LAFC's innovative and largely organic culture has prodded success in so many ways, most visibly in the club's gorgeous and often dominant brand of attacking soccer and the rollicking atmosphere found in its beautiful stadium just south of downtown. Its Academy, too, has impressed -- the club's first two trophies were won at the youth level -- while slowly building from the U-12 side that kicked things off in 2016.

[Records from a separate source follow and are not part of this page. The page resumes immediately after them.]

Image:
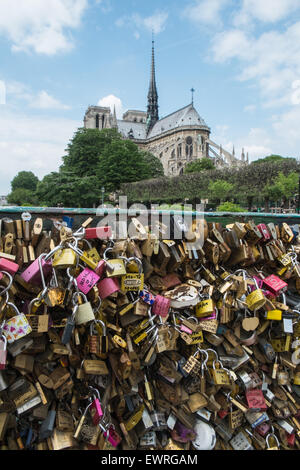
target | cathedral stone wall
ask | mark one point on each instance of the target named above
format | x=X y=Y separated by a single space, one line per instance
x=178 y=148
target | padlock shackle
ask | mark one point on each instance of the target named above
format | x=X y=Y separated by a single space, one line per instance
x=4 y=339
x=6 y=289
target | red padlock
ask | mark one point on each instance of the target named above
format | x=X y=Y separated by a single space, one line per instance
x=108 y=286
x=161 y=306
x=102 y=233
x=256 y=399
x=8 y=266
x=3 y=352
x=275 y=285
x=264 y=231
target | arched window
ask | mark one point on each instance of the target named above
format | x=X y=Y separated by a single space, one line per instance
x=179 y=150
x=189 y=147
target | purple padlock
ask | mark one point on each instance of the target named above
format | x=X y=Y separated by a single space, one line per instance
x=86 y=280
x=100 y=269
x=182 y=434
x=161 y=306
x=113 y=437
x=32 y=274
x=213 y=316
x=108 y=286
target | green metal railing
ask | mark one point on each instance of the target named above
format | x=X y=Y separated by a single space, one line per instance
x=80 y=214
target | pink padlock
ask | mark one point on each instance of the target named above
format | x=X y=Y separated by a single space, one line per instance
x=3 y=352
x=264 y=231
x=113 y=437
x=186 y=329
x=263 y=428
x=161 y=306
x=213 y=316
x=100 y=269
x=95 y=409
x=32 y=274
x=275 y=285
x=8 y=266
x=108 y=286
x=86 y=280
x=102 y=233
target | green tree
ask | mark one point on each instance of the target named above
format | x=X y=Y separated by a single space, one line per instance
x=220 y=190
x=25 y=180
x=286 y=185
x=271 y=159
x=199 y=165
x=123 y=162
x=85 y=149
x=229 y=207
x=63 y=188
x=20 y=196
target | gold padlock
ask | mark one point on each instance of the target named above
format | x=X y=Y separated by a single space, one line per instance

Teams have been added, one at a time, and LAFC heads into the coming season -- the first for MLS Next, the league's new development platform -- with six teams, adding a U-19 group to the U-12s, U-13s, U-14s, U-15s and U-17s, with players pushed to compete above their age group. This patient growth has provided great upside in a number of ways, especially in the capacity to craft players and in relationships within Southern California's powerful club landscape.
It's a rather unique approach -- the preference usually is to start with a full complement of youth sides -- that has framed how LAFC is going about the business of creating professional players.
“It didn't just happen overnight,” LAFC Academy director Todd Saldaña said. “We started slowly with just one team and being able to build it up and evolve and grow to the point of having our first team get to know the academy to the point where they wanted to sign three players. Starting with just one team. ... To be able to build something from from scratch, you know, it makes sense to take some time. ...
“It gave us time to build a culture with a group and time before our first team came on board to get a little bit ahead in identifying all the talent and putting together a coaching staff. It gave us a head start and [the ability to] build the academy without feeling like we have to have a first-team player ready within six months to a year. We had time, knowing these were young players, so we could really put a lot of the details into the coaching and into the development of them and the academy without having that pressure of the first game knocking, or the pressure of having four or five other teams that we need to address all at the same time. It basically told us that the club was going to have patience and allow us to build a culture, build the academy.”
The academy debuted two years before the first team took the field and a year before Bob Bradley came on board. LAFC's head coach, embracing this direction, from the onset included Saldaña and Academy director of coaching Enrique Duranin the decision-making process. They and their coaches were used to help scout players in Latin America.
John Thorrington -- LAFC's general manager, executive vice president and now, following Tom Penn's departure, co-interim president -- in 2018 told the Los Angeles Times that utilizing the academy in scouting was “incredibly valuable, [forcing] them to have conversations about what we're looking for in the first team.”
That, in turn, informed the kind of players Saldaña and Co., were building. It all led to the July 8 announcement that 16-year-old forward Christian Torres and defenders Erik Dueñas, 15, and Antonio Leone, 16, had been signed to Homegrown Players contracts, which Saldaña calls “the number one accomplishment” the academy has achieved. Thorrington said it was “a huge moment for us as a club.”